No Jitter asked Derek Top, Principal Analyst & Research Director, Opus Research for his thoughts on a few questions related to generative AI trends in 2024 and how enterprises might select a Gen AI solution.
No Jitter (NJ): What were some of the major trends/developments in Gen AI during 2024?
Derek Top (DT): This year we saw an almost never-ending list of vendors announcing product offerings to create, deploy, and maintain GenAI-powered agents that can interact with customers autonomously across voice and chat channels. These AI assistants are integrated with more data sources, tailoring it to business needs and expanding use cases in customer care and CX. We can expect this trend to continue as GenAI drives even greater efficiencies by automating routine interactions, streamlining ticket resolution, and enabling smarter, real-time decision-making.
NJ: Launches of AI agents for customer service, internal knowledge workers, etc., became more prevalent in the latter half of 2024. What are AI agents and how do they differ from conversational AI or Gen AI-powered bots?
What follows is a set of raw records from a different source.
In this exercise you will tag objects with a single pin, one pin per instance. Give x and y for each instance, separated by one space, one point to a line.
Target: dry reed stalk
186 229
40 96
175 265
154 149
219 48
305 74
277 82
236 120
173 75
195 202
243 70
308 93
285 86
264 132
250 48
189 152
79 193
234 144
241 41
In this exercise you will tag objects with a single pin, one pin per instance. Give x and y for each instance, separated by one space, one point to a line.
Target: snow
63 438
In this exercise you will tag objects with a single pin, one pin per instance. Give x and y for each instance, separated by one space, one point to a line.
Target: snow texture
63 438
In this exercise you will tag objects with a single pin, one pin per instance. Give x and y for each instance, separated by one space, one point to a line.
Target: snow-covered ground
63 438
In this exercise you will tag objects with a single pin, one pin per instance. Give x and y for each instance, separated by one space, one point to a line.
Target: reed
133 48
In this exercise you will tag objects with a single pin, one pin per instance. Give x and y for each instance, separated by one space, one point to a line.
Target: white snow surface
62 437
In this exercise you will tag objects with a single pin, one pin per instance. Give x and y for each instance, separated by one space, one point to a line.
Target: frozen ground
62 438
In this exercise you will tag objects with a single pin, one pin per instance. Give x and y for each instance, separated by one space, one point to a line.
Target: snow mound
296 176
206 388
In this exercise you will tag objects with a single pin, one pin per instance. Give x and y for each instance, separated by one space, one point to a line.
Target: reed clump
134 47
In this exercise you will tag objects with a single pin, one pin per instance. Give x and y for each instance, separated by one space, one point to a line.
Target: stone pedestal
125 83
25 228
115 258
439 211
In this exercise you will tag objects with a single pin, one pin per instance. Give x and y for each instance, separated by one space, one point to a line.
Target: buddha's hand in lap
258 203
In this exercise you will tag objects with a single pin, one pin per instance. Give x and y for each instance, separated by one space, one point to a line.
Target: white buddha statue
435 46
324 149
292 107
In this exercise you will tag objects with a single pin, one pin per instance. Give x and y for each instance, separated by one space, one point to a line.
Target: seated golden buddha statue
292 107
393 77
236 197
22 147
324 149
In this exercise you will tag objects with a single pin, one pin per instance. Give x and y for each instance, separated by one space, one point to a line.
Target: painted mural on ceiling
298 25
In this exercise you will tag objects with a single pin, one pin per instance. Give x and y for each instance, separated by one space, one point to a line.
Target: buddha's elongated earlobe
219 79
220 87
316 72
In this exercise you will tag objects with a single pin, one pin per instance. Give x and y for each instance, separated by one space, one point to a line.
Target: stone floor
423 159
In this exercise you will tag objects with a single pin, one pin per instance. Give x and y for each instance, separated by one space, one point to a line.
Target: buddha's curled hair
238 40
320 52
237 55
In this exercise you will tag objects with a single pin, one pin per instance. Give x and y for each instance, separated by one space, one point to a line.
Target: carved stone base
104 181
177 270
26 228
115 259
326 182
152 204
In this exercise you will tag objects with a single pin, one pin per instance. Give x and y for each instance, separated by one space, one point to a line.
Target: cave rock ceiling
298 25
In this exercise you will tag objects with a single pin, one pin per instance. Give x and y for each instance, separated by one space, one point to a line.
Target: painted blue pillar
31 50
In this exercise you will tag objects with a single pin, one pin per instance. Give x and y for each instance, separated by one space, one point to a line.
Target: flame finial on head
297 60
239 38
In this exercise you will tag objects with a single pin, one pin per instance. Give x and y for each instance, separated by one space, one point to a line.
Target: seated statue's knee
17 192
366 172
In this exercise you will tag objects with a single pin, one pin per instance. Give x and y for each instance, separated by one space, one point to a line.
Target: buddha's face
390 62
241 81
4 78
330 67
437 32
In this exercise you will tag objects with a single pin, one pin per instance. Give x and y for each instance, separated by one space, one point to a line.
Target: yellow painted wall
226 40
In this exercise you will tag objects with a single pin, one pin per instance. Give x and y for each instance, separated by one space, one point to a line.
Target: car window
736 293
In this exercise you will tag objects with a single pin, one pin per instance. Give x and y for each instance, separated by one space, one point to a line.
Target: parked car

DT: The bottom line is that with AI agents, organizations don’t have to build out a workflow but instead just give an AI agent a goal and access to tools and then it figures out how to accomplish the task based on its prompt. AI Agents understand instructions in plain English and then carry out all the sub-tasks required to get the job done. AI agents simplify the process to retrieve and analyze data, even when it is stored across multiple enterprise systems. But accessing those enterprise systems – either through integrations with customer data platforms or workflow APIs – will remain a significant challenge. While the promise of agentic workflow automation sounds appealing to many CX organizations, the reality is implementations will require careful planning and lots of human-AI collaboration.
NJ: It seems like enterprises can 'standardize' on Microsoft/OpenAI or Google Gemini (or others) while some enterprise platform providers (e.g., ServiceNow, Salesforce) offer connections to all (or most) foundation models, and yet others like Zoom, Cisco Webex, RingCentral, etc., have their own models and most offer ‘federated’ approaches to model selection. And then there are the open-source model options.
How might enterprises approach this array of choices? What should they consider?
DT: Most organizations have to consider lots of variables: what’s your budget, preferred features, importance of safety, maintenance, speed and performance? The point is to evaluate your options with respect to your business objectives and ability to execute. In many cases, that might include building a model from scratch with your own proprietary of data.
What do you think is most important for enterprises to consider when it comes to Gen AI or AI more broadly?
DT: Enterprises must take proactive steps to mitigate the known risks associated with Gen AI proliferation. Concerns span from internal risks associated with LLM hallucinations and data governance to deliberate malicious attempts to inject prompts and access corporate data from external actors. We see a significant need for enterprises to address challenges such as ensuring robust data privacy and navigating the complexities of integrating new technologies into existing systems. Fortunately, there are both third-party solution providers and DIY approaches to help enterprises make informed decisions and take appropriate actions.
5) Crystal ball time: Any thoughts for Gen AI / AI developments in 2025?
DT: As AI assistants integrate with more data sources and thus begin to better understand customers’ needs while providing expanding utility across enterprise applications, we’ll see more bot-to-bot collaboration. AI agents will begin to establish relationships with brands and their sales or customer care systems. This allows brands to manage their data and governance their way, while having the freedom to choose and update their AI models. A unified AI architecture that combines intelligent agents, adaptable models, a composable data layer, and knowledge processing will enable CX organizations to deploy AI solutions quickly and securely.